Illustration: Liu Rui/GT
The Fourth Ministerial Meeting of the China-CELAC Forum, held earlier this month, strengthened the commercial and diplomatic ties between China and the countries of Latin America and the Caribbean. It also highlighted the importance the Chinese government places on promoting knowledge about China in the Latin America and Caribbean region. Visa exemptions for five countries in the region (Argentina, Brazil, Chile, Peru and Uruguay), effective June 1, also serve as a clear sign of encouragement for people-to-people exchanges.
From Latin America's perspective, if the region wishes to play a more active and creative role in its relations with China, it is essential to gain a deeper understanding of Chinese society. This understanding goes far beyond economic indicators or trade agreement analysis. It requires, above all, a structured comprehension of the political and institutional logic that guides the Chinese system, along with the domestic and foreign policies of the Chinese government and the historical and cultural values that shape Chinese social organization.
In the West, Chinese governance is often reduced to binary stereotypes: authoritarianism versus democracy, state control versus market freedom, communism versus capitalism. This shallow view, which insists on fitting a highly complex and ancient civilization into rigid conceptual frameworks, impoverishes the debate and undermines the quality of dialogue. Latin America and the Caribbean must reject this oversimplification.
For reasons rooted in Chinese history and political culture shaped over centuries, China's governance has its own logic, which includes, among other features, long-term planning with clear goals and metrics; a Party-based meritocracy that combines talent and virtue in official selection and promotion; coordinated institutional mobilization with vertical and horizontal oversight mechanisms; and, increasingly, broader public participation in evaluating and defining government initiatives. None of these variables is fully comprehended through traditional Western political analysis tools.

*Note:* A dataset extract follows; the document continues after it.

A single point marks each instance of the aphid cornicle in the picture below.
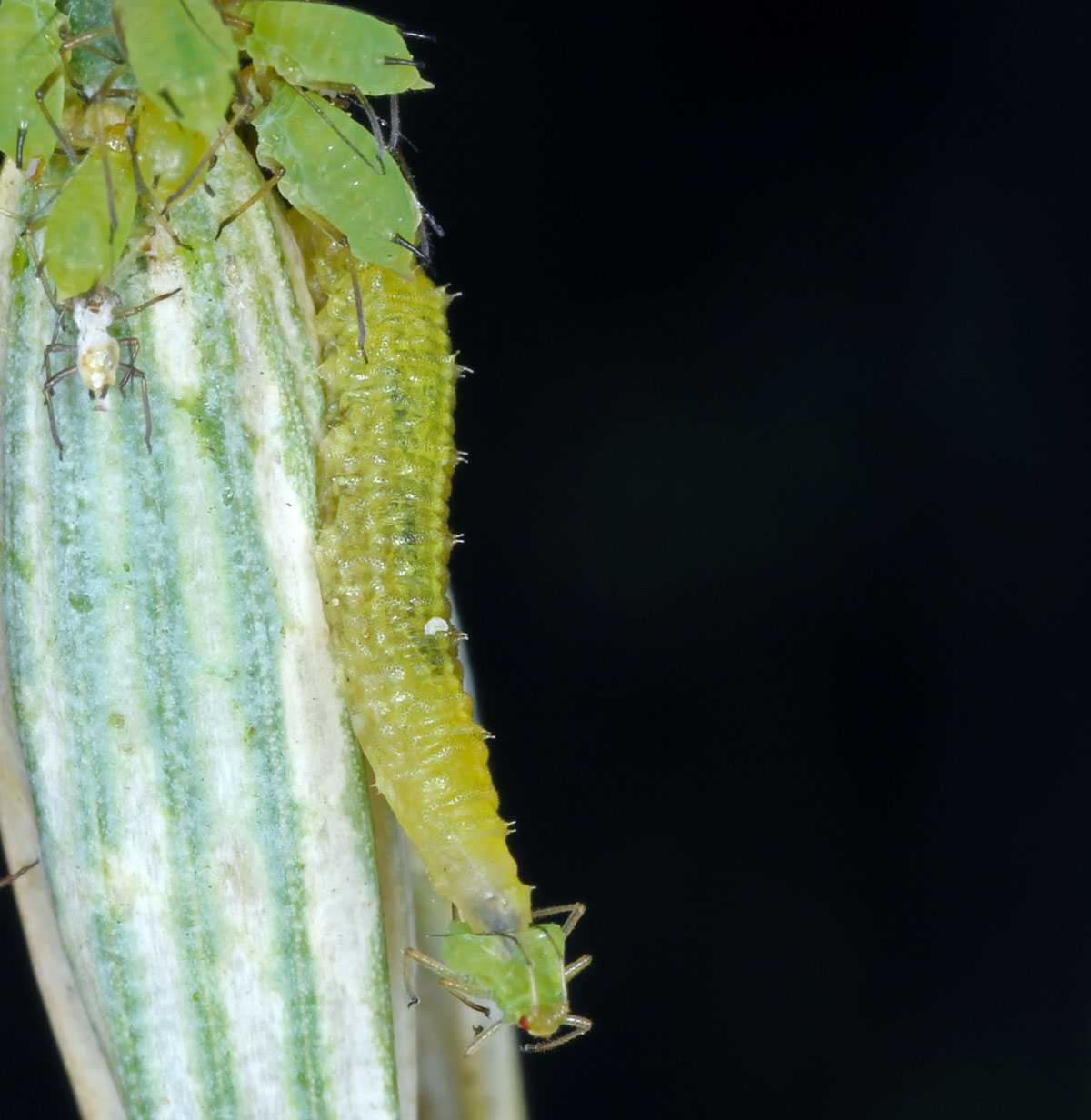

A common difficulty in many Latin American and Caribbean countries is understanding the rhythm and dynamics of Chinese society, which at times accelerates and at other times pauses. China has done its part. There is a series of structured actions in its foreign policy guided by the principle of knowledge diplomacy, rooted in a deep study of the partner before negotiation and cooperation. The creation of Latin American studies centers in China and cooperation with Latin American universities has enabled the development of high-level academic diplomacy aimed at fostering partnerships that benefit everyone involved.
What the China-CELAC Forum makes clear is that there is significant potential for South-South cooperation, but it requires greater informational symmetry. While the Chinese invest in studying Latin America, Latin American countries have not dedicated enough institutional effort to understanding contemporary China. Without robust training programs, investment in Sinology, and regional coordination for academic and institutional exchange, the region risks being a passive interlocutor.
This diplomatic effort to create Latin American studies and Chinese studies programs must be carried out by universities and think tanks in order to build technical and scientific bridges of dialogue. It also requires, above all, a re-education of perception: to stop seeing China through the filters of Washington's perspective, and to start seeing it as it truly is. Effective dialogue is not built merely on ideological affinities or commercial interests. It demands knowledge, institutional empathy and cultural sensitivity.
Knowing China is a prerequisite for relating to it in a mature and strategic way. The Fourth Ministerial Meeting of the China-CELAC Forum was a reminder that the 21st century will be largely defined by the quality of Asia-Latin America relations. This knowledge diplomacy will allow the peoples of China and Latin America and the Caribbean to build a community of shared future more effectively, avoiding diplomatic missteps and adapting their approaches to each people's distinctiveness.